Apache Flink 1.6.0 - StateTtlConfig and ListState


I am in the process of implementing a proof-of-concept stream processing system using Apache Flink 1.6.0 and am storing a list of received events, partitioned by key, in a ListState. (Don't worry about why I am doing this, just work with me here.) I have a StateTtlConfig set on the corresponding ListStateDescriptor. Per the documentation:

  1. "All state collection types support per-entry TTLs. This means that list elements and map entries expire independently."
  2. "Currently, expired values are only removed when they are read out explicitly, e.g. by calling ValueState.value()."

Question 1

Which of the following constitutes a read of the ListState:

  1. Requesting the iterator but not using it - myListState.get();.
  2. Actually using the iterator - for (MyItem i : myListState.get()) { ... }

Question 2

What does "per-entry TTL" actually mean? Specifically, what I'm asking about is the following:

Assume I have a specific instance of ListState<Character>. The descriptor has a TTL of 10 seconds.

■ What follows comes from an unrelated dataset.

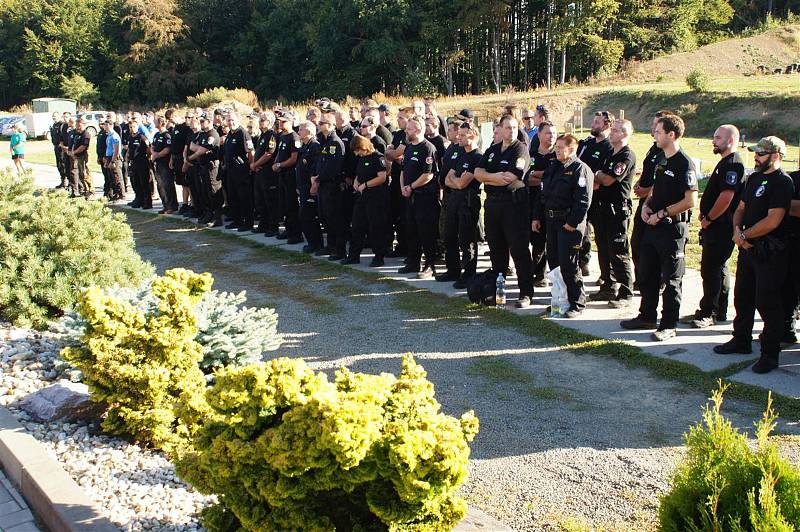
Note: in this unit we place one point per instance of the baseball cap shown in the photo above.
(769, 145)
(464, 114)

I insert a 'a'. Two seconds later, I insert 'b'. Nine seconds later I insert 'c'. If I iterate over this ListState, which items will be returned?

In other words:

ListState<Character> ls = getRuntimeContext().getListState(myDescriptor);

ls.add('a');

// ...two seconds later...
ls.add('b');

// ...nine seconds later...
ls.add('c');

// Does this iterate over 'a', 'b', 'c'
// or just 'b' and 'c'?
for (Character myChar : ls.get()) { ... }

Solution

  • Answer 1

    The answer is 1. For ListState the pruning is done for myListState.get();.

    Answer 2

    "per-entry TTL" means the timeout is applied to a single entry rather than whole collection. For your example assuming at the point of reading 10 seconds passed since inserting the a it will iterate over b and c. a is going to be pruned in this case.